Major Southeast Asian stocks climb

02 Jul, 2011

Major Southeast Asian stock markets climbed on Friday, led by consumer and financial sectors as fears of a sovereign default by Greece faded and foreign investors returned to emerging Asian stocks. Trading volume was light, however, with turnover falling well below the 30 day average across the region, albeit with positive foreign fund flows into several markets, including the Philippines.
--- Thai market closed for holiday before election
Indonesia's main share index scaled an all-time high for the second session, climbing 1 percent. Indonesia is Asia's best performer this year, followed by the Philippines. Philippine shares rose 1.4 percent on Friday, Singapore added 0.6 percent and Malaysia edged up 0.3 percent to a fresh record. Vietnam dropped 1.7 percent.
Lower inflation in June helped lift sentiment in Jakarta, strengthening expectations Bank Indonesia will hold its policy rate at 6.75 percent this month and potentially for the rest of the year. "The market is moving up in line with other regional markets. If regional markets were down, we would be down also. However, we tend to outperform on the way up as investors like the Indonesian story," said Harry Su, head of research at broker Bahana Securities.
Annual headline inflation in Thailand also dipped in June because of lower oil prices, but core inflation edged up to 2.55 percent after a jump in May, reinforcing expectations of another interest rate rise later this month. The Thai stock market was shut on Friday. The market has suffered $1.44 billion in foreign outflows since the start of May amid risk aversion ahead of a general election on Sunday.
Asian shares opened the new quarter on a positive note, with the MSCI index of Asia-Pacific shares outside Japan touching its highest level in about a month. The index was up 0.36 percent by 0930 GMT. In Jakarta, Indonesia's biggest firm by market value and main vehicle distributor, Astra International, jumped 3.2 percent to a record high. Domestic consumption is a major driver of Indonesia's GDP and supported sentiment in consumer stocks, brokers said.

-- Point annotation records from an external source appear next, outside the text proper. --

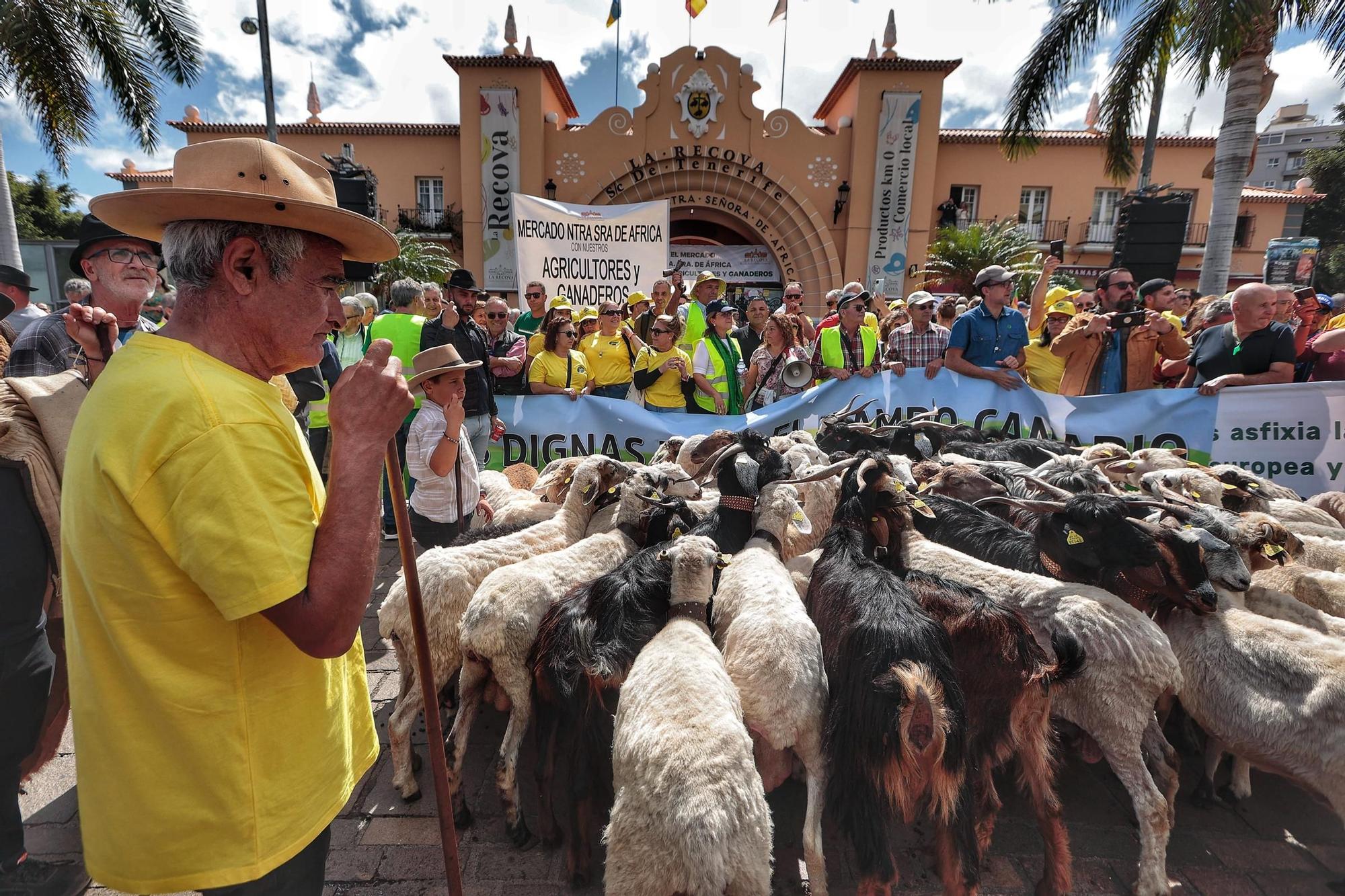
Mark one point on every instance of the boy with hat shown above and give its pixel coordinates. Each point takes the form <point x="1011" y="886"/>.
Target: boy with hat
<point x="123" y="272"/>
<point x="439" y="451"/>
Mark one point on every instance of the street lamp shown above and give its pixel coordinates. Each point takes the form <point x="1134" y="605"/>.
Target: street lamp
<point x="262" y="28"/>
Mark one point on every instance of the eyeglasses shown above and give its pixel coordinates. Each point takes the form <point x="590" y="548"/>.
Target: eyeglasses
<point x="124" y="256"/>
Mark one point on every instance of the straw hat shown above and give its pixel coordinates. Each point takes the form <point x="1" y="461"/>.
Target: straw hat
<point x="252" y="181"/>
<point x="708" y="276"/>
<point x="436" y="361"/>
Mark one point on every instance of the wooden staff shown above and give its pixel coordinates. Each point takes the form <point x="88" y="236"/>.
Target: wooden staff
<point x="426" y="671"/>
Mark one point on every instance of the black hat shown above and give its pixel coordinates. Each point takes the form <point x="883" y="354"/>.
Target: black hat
<point x="462" y="279"/>
<point x="93" y="231"/>
<point x="17" y="278"/>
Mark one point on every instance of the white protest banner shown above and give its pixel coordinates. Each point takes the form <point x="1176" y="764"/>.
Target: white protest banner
<point x="591" y="253"/>
<point x="894" y="179"/>
<point x="1291" y="434"/>
<point x="500" y="182"/>
<point x="544" y="428"/>
<point x="739" y="266"/>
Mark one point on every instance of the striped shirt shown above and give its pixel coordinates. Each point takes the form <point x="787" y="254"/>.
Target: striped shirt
<point x="918" y="349"/>
<point x="46" y="349"/>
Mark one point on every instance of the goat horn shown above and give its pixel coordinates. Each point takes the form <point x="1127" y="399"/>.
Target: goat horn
<point x="825" y="473"/>
<point x="870" y="463"/>
<point x="1047" y="487"/>
<point x="1026" y="503"/>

Bank Rakyat Indonesia, Indonesia's second biggest lender by assets, rose 3.1 percent to a record high, and food firm Charoen Pokphand Indonesia gained 1.7 percent, also to a record high. Singapore banks advanced after positive loan growth in May and cheered by new banking rules announced by the Monetary Authority of Singapore. They were more benign than expected and banks are likely to meet the requirements comfortably. DBS Bank, United Overseas Bank and Oversea-Chinese Banking Corp all advanced around 1 percent.